Inter-Annotator Agreement (IAA) is widely used in the evaluation of annotator reliability. It is fundamental as a measure of the quality of the annotated data, especially for object detection tasks, where human-annotated datasets are vital for the training of Machine Learning models. Several metrics measuring IAA have been devised, such as Krippendorff’s α or Fleiss’s κ; however a single value does not provide extensive insights on annotation issues. Some researchers have thus devised other metrics, some more interpretable, some more specific to a given use case. The method presented in this paper aims at pinpointing annotation issues through new metrics, specific for object detection tasks. Some of the metrics found in this article are adaptations of previously defined ones, while others are completely novel. The metrics are defined to respond to specific issues that may present themselves in annotation tasks for object detection: whether some annotators contribute more to agreement than others; whether annotators agree on the location and labelling of their bounding boxes; whether there is ambiguity among categories; whether annotators use different annotation schemes. The usefulness of the method is shown through the annotation of a dataset of aerial waste imaging by three annotators.
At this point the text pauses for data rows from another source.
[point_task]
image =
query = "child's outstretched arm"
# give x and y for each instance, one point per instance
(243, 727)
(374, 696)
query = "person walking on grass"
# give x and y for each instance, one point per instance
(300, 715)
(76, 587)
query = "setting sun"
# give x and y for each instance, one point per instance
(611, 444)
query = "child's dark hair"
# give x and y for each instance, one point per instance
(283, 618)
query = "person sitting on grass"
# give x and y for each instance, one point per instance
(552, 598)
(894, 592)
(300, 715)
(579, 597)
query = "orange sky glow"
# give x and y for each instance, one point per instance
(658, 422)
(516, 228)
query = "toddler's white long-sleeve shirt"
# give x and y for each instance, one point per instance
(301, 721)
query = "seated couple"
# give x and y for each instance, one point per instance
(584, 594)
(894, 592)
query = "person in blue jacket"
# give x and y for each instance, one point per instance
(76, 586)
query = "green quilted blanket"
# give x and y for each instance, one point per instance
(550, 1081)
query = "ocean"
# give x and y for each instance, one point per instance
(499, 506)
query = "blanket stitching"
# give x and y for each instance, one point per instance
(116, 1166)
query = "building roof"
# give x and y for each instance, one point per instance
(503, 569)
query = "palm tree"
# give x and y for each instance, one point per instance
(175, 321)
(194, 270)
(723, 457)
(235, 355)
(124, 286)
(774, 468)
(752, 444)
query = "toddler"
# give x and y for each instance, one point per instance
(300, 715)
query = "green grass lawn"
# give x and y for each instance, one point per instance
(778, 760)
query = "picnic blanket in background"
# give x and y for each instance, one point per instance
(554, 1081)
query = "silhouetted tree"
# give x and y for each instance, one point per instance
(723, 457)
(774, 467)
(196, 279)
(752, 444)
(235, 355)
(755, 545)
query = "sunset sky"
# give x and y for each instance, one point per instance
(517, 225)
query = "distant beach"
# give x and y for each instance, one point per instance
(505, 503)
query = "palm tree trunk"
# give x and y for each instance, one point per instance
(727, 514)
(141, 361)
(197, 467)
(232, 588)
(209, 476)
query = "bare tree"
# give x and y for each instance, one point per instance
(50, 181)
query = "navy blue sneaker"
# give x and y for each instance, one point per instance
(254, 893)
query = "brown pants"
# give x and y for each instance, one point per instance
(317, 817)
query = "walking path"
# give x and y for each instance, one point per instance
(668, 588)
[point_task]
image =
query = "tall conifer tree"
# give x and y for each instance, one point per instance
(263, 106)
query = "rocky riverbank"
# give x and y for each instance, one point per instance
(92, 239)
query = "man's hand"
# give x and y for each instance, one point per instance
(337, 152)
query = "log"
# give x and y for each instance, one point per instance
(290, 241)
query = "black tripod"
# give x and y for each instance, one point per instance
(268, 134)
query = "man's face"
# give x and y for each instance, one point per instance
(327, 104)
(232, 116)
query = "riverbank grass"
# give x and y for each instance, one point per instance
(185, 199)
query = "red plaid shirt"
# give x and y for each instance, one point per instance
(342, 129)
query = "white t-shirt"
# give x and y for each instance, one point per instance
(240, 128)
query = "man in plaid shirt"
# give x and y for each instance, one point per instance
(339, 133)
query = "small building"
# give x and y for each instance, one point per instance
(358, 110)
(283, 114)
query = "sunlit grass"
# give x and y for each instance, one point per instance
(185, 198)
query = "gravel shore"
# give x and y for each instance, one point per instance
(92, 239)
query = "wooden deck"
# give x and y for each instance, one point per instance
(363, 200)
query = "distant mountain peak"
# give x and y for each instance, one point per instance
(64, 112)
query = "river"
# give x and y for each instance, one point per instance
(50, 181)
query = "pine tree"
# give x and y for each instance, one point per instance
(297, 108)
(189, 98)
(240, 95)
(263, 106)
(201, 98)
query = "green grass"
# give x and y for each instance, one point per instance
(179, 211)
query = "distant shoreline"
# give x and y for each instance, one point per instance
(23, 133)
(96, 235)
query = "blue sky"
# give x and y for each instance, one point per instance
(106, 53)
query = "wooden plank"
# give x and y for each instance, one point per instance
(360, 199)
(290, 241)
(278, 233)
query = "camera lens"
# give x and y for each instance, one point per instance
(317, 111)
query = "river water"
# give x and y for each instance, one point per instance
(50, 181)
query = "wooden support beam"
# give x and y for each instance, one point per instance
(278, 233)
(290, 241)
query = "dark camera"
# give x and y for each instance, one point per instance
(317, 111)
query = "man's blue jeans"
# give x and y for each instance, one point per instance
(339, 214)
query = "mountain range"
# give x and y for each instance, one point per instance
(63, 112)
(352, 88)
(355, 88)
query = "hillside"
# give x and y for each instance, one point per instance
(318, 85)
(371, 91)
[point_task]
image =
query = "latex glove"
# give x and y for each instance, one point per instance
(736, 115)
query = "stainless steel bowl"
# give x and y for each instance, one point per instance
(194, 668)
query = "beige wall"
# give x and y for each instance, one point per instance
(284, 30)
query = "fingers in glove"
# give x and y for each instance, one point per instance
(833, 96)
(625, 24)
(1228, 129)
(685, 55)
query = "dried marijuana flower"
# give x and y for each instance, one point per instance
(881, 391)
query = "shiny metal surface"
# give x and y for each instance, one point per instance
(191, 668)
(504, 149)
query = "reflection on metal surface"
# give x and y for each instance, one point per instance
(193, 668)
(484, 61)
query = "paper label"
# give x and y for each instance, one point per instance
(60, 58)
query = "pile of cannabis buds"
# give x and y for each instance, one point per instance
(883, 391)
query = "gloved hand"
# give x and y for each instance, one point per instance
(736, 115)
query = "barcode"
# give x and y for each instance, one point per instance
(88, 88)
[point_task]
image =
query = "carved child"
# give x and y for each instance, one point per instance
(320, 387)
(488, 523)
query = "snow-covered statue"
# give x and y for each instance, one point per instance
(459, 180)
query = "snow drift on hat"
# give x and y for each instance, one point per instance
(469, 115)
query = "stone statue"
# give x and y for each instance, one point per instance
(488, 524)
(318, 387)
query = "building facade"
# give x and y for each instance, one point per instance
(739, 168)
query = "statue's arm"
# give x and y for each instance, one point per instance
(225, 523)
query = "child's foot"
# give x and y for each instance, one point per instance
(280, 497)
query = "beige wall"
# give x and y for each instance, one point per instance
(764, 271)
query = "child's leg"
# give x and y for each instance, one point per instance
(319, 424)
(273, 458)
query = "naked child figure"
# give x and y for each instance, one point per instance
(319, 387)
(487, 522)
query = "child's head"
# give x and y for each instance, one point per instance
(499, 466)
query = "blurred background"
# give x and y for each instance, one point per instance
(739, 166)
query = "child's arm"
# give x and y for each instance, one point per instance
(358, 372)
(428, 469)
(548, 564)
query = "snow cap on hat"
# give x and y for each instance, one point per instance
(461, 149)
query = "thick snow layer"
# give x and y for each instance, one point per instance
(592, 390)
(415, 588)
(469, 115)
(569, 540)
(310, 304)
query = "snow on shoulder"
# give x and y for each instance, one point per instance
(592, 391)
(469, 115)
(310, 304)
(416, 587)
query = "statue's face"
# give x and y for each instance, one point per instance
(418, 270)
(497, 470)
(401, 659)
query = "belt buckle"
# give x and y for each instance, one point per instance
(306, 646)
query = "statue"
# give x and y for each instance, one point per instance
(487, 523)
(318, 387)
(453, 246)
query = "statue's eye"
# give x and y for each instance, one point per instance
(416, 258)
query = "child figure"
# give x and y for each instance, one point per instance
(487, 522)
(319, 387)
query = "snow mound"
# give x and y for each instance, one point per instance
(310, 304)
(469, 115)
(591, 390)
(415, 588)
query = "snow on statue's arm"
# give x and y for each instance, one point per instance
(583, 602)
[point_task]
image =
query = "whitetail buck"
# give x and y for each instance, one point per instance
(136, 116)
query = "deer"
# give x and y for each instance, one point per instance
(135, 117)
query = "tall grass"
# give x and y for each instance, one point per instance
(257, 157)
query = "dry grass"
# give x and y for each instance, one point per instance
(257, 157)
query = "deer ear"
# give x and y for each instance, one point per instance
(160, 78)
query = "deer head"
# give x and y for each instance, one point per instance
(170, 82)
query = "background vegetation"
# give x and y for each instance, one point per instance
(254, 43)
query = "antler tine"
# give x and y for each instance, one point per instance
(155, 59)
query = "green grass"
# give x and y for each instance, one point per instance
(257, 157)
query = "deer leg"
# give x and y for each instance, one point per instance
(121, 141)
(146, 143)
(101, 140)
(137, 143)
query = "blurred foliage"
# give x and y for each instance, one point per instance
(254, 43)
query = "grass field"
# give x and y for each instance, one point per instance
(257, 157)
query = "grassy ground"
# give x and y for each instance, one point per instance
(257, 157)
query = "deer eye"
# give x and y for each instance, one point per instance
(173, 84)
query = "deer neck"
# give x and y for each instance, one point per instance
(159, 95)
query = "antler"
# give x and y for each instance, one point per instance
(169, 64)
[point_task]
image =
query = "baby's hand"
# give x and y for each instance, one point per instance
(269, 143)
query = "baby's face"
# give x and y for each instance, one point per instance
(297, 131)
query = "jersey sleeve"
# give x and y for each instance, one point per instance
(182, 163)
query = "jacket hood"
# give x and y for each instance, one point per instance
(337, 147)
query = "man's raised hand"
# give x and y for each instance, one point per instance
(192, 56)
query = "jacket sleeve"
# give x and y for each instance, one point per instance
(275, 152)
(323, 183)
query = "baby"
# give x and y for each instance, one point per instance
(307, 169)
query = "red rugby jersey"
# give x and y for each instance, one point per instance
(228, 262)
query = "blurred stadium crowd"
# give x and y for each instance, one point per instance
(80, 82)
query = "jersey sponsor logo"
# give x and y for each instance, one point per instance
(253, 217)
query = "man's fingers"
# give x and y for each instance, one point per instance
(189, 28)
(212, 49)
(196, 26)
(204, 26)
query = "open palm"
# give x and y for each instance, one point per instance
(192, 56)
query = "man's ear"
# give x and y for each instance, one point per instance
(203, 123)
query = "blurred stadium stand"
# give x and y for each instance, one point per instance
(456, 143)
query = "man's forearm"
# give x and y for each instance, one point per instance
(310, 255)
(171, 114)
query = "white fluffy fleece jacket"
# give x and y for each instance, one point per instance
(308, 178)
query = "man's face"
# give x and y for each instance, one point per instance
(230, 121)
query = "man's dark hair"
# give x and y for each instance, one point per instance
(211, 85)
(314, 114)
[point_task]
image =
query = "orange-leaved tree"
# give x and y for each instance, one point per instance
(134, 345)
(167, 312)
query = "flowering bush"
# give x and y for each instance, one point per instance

The metrics, supported by visualisations, helped to identify the issues stemming from both the input data and the behaviour of the annotators: while the reported global agreement of the dataset reached a moderate level, the additional results provided by the aforementioned metrics highlighted issues regarding localisation and categorisation ambiguity, and identified a difference in the annotation schemes used by the annotators.

L’Inter-Annotator Agreement (IAA) è ampiamente utilizzato nella valutazione dell’affidabilità degli annotatori. Esistono diverse metriche per misurare l’IAA, come l’α di Krippendorff o la κ di Fleiss, ma un singolo valore non può riportare informazioni esaustive sui problemi legati all’annotazione. Alcuni ricercatori hanno ideato altre metriche, alcune più interpretabili, altre più specifiche a un caso d’uso. Il metodo presentato in questo articolo mira a evidenziare i problemi legati all’anotazione con nuove metriche, specifiche per l’object detection. Alcune delle metriche presentate in questo articolo sono rielaborazioni di metriche definite precedentemente, mentre altre sono completamente nuove. Le metriche sono definite in modo da rispondere a problemi specifici che possono palesarsi nei compiti di annotazione legati all’object detection: alcuni annotatori potrebbero contribuire di più all’accordo rispetto agli altri; gli annotatori potrebbero non accordarsi sulla localizzazione o sulla categorizzazione delle loro bounding box; alcune categorie potrebbero essere difficili da distinguere dalle altre; gli annotatori potrebbero usare schemi di annotazione differenti. L’utilità del metodo viene illustrata tramite l’annotazione di un dataset di immagini aeree di rifiuti da parte di tre annotatori. Le metriche, coadiuvate da alcune visualizzazioni, hanno aiutato l’identificazione di alcuni problemi scaturiti sia dai dati iniziali, sia dal comportamento degli annotatori: nonostante il livello moderato di accordo globale, i risultati aggiuntivi prodotti dalle metriche menzionate sopra hanno evidenziato problemi riguardanti l’ambiguità di localizzazione e categorizzazione ed una differenza negli schemi di annotazione utilizzati dagli annotatori.